Após acompanhar incontáveis embates políticos, formei uma convicção: não há ataque a adversários mais eficaz do que a exposição crua dos atos do alvo das críticas, o popular tiro no pé. Quando esses atos saem do plano do razoável para serem regidos por uma escala que vai do exagero ao estrambólico, o desgaste de imagem pode ser devastador.
Hoje, ninguém sabota mais a imagem de Alexandre de Moraes do que ele próprio. Numa gradação que foi perdendo o senso de medida contra a ameaça de golpe já há quase dois anos, o ministro incorporou o messianismo de um salvador da pátria e se deixou levar para o poço onde se imolam reputações. Com seus limites borrados, Moraes passou a inventar ritos legais, como punir todos os acionistas da Starlink porque Elon Musk é um dos proprietários. No fim, acabou substituindo o bisturi pelo martelo em cirurgias jurídicas de um não declarado estado de emergência judicial.
Aos olhos do mundo, Moraes furou o teto do bizarro e, sacramentado por colegas de toga, escorregou no ridículo ao proibir que brasileiros acessem o X via VPNs
Moraes pode ter, e tem, as bases legais para banir o X do Brasil, uma vez que a lei determina que todas as plataformas devem manter representante no país. O problema não está aí, mas na origem da espiral de abusos que se acumulam desde que ele passou a enfeixar os poderes da República. Não tivesse Moraes emitido decisões secretas, censurado um senador, por mais vil que seja, e a filha de um desafeto da democracia, provavelmente não teria dado palco para o ego infinito de Elon Musk, oxigenado as ventas da extrema direita e contribuído para engordar as manifestações deste sábado.
A questão pode parecer complicada mas no fundo se trata de uma lógica simples. Pela Constituição, não há — ou não poderia haver — censura prévia no Brasil. Em abusos da liberdade de expressão, a punição deve ser, portanto, a posteriori, como na incitação a crimes. A priori, a censura só existe neste infindável e enviesado inquérito das fake news. Agora, como ocorre em países autoritários, se cassa também o direito de 22 milhões de brasileiros se expressarem e obterem o conteúdo que lhes aprouver em uma rede social, por mais nauseabunda que tenha se tornado.
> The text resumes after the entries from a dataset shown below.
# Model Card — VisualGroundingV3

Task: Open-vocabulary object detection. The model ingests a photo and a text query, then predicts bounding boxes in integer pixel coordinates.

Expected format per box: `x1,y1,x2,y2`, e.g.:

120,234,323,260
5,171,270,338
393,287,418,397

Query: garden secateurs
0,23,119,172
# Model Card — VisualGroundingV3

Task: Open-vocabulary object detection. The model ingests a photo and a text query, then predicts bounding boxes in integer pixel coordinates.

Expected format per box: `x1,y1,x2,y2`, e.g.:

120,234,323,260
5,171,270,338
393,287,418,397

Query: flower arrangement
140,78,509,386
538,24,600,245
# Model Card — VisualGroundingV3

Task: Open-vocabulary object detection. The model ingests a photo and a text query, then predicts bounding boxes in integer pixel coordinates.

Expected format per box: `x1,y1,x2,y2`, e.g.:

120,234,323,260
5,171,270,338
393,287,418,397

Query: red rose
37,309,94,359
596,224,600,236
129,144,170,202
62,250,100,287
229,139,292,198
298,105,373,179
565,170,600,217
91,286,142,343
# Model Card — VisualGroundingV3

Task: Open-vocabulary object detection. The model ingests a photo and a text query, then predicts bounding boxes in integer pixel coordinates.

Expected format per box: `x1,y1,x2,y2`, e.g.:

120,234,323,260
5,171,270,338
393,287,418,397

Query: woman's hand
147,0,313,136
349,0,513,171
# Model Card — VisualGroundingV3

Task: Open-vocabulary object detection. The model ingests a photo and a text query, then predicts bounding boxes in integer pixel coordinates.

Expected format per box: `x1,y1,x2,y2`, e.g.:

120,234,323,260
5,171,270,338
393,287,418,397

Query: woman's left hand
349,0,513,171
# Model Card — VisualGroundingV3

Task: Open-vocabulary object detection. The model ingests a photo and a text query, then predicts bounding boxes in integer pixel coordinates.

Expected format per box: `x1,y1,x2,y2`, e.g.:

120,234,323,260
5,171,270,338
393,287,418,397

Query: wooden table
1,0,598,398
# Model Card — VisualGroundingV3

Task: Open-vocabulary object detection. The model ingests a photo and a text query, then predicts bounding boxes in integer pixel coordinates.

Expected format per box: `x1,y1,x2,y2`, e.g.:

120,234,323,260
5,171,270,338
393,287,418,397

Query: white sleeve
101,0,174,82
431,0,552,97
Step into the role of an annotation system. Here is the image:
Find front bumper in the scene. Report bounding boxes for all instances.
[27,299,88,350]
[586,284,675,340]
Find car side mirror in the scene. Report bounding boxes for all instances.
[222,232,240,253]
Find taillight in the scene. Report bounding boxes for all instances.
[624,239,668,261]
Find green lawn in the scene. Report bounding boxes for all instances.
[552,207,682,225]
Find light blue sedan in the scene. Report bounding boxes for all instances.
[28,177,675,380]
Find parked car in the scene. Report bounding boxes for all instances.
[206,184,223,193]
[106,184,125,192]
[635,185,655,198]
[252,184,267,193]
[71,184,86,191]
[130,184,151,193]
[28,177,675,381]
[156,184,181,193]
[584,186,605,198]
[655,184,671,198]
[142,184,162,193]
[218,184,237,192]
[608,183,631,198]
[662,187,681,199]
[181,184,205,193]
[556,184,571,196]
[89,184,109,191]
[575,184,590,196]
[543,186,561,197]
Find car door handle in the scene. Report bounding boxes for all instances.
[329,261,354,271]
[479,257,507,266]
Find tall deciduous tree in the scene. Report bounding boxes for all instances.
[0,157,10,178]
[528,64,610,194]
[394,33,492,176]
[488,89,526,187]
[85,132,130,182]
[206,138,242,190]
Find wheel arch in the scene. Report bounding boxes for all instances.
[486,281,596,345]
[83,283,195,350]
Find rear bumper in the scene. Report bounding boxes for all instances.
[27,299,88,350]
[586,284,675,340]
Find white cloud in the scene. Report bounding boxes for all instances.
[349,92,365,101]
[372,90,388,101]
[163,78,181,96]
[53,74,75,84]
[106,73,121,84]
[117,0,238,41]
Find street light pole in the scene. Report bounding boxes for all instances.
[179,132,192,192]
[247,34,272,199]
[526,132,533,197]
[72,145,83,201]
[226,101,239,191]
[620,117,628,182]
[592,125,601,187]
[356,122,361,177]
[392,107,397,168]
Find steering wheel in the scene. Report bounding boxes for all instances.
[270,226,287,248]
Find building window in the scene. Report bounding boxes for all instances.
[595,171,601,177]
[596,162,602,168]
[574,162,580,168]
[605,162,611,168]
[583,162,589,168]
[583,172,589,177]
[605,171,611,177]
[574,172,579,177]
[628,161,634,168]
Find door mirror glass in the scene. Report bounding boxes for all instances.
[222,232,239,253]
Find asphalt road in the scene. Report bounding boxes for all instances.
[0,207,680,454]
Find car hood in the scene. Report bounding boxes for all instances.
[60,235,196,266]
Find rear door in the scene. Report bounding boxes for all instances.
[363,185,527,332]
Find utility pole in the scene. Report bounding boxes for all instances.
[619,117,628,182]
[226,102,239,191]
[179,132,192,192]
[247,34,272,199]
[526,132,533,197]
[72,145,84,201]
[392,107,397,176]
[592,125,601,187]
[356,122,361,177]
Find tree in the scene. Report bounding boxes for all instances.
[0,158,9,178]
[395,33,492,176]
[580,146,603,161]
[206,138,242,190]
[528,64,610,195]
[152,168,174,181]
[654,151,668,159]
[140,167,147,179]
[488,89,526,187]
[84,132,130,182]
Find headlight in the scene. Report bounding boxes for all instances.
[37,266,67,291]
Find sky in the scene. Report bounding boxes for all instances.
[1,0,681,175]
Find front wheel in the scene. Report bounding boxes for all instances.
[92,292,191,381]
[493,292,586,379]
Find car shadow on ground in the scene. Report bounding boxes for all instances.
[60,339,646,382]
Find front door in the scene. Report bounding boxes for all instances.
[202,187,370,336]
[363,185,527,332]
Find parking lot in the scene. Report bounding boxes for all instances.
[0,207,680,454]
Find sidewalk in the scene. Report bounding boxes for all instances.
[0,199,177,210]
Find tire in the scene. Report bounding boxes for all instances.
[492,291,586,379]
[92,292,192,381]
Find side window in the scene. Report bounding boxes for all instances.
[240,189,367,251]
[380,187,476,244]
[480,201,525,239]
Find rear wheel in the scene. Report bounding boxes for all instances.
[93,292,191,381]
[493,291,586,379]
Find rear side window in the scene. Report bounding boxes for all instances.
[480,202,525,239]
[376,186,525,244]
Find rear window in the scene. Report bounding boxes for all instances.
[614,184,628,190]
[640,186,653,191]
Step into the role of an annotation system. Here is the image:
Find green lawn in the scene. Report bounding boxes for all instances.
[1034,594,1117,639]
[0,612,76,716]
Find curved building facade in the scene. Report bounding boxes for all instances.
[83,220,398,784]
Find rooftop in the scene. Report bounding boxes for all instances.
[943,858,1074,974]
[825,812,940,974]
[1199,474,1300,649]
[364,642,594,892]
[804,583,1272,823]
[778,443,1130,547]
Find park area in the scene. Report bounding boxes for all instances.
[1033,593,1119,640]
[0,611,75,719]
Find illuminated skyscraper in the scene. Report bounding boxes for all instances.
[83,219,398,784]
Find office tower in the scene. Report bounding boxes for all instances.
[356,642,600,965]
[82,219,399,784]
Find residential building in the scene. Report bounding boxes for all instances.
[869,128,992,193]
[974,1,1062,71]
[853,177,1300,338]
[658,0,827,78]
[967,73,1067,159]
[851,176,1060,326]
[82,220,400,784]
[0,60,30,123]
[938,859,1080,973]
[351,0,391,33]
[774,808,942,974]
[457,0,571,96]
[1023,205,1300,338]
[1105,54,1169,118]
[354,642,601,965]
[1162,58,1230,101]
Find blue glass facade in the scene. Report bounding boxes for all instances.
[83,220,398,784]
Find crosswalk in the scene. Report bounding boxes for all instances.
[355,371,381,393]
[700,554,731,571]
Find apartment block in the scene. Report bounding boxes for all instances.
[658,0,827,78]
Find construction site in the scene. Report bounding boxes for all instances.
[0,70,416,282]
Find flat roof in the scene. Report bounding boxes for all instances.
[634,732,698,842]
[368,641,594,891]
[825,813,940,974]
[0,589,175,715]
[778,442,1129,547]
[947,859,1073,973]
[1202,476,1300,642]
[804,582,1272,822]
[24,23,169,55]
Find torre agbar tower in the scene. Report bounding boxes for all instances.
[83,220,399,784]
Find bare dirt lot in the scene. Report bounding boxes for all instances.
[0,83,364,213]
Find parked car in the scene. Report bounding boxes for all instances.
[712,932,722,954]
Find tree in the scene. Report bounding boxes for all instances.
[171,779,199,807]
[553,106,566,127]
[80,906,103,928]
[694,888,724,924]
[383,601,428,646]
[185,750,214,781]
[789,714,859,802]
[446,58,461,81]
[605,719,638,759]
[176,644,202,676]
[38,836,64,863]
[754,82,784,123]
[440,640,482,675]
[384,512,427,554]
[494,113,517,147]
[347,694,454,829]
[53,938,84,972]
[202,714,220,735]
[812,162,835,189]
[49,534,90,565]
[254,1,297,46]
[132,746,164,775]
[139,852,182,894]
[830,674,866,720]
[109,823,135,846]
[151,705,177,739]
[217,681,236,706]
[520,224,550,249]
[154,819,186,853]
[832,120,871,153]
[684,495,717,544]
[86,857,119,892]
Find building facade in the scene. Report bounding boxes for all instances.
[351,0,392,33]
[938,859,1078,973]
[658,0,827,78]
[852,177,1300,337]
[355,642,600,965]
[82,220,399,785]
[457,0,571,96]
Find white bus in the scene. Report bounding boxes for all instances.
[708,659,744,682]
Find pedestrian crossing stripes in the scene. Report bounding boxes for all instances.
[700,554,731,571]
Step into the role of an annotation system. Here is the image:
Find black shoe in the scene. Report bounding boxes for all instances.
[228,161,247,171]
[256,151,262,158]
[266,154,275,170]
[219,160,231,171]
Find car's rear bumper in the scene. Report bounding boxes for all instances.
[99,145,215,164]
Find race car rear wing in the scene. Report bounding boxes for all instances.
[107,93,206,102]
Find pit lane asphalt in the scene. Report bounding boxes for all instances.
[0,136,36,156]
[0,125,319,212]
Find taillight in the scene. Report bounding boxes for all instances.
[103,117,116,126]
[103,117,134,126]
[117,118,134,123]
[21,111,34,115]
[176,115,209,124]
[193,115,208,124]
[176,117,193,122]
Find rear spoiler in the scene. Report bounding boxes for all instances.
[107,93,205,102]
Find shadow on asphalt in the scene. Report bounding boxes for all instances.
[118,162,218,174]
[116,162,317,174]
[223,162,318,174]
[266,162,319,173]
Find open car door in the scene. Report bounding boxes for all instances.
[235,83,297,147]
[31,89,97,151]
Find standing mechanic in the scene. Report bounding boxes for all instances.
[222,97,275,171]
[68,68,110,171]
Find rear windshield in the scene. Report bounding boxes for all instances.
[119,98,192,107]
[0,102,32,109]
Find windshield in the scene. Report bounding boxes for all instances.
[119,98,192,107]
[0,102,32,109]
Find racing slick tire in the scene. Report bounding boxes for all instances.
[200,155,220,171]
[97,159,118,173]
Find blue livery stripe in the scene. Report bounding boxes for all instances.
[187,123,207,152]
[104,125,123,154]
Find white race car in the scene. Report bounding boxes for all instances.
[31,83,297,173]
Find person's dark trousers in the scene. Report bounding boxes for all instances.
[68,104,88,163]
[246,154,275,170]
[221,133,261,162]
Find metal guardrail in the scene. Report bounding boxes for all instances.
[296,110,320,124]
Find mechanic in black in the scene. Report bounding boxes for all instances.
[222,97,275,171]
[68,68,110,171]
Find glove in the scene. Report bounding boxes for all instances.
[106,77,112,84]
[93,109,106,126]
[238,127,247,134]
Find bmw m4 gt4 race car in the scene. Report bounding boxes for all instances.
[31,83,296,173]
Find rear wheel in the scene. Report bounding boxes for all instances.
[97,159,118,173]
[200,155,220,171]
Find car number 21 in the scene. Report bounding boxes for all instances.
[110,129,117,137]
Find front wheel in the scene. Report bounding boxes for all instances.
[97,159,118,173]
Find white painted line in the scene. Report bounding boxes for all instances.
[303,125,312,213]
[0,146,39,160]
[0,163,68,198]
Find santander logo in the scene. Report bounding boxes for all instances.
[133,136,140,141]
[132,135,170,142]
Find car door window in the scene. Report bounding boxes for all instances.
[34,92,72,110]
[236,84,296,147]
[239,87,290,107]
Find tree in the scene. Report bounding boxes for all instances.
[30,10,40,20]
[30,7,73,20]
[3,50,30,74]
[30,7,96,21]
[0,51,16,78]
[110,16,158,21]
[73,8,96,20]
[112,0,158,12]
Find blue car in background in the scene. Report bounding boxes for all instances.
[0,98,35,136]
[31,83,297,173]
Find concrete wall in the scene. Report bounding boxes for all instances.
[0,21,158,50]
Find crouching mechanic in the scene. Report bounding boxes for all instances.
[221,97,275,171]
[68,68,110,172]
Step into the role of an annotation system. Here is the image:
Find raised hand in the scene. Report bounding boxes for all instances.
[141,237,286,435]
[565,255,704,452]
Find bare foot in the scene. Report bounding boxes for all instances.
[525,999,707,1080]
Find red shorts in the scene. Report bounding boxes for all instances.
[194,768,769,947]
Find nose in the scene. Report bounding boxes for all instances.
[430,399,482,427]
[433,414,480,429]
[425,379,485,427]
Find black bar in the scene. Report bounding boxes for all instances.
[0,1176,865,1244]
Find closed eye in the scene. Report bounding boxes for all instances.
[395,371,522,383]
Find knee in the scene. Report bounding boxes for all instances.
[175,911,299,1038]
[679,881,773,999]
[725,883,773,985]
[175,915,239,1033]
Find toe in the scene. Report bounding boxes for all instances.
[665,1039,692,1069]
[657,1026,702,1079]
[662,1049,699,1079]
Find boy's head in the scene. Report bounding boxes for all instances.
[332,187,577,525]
Elon Musk não merece crédito em sua defesa seletiva da liberdade de expressão. Mas, aos olhos do mundo, Moraes furou o teto do bizarro e, sacramentado por colegas de toga, escorregou no ridículo ao proibir que brasileiros acessem o X via VPNs. Se nem China nem Cuba conseguem conter os dribles no ferrolho estatal, não será no Brasil que surgirá uma manada disposta a cumprir sem piar a censura judicial.
E agora estamos assim: para salvar o Estado de direito plantam-se sementes de um Estado de exceção. Não precisamos dele, nem do redespertar do extremismo por quem se dispôs a enfrentá-lo.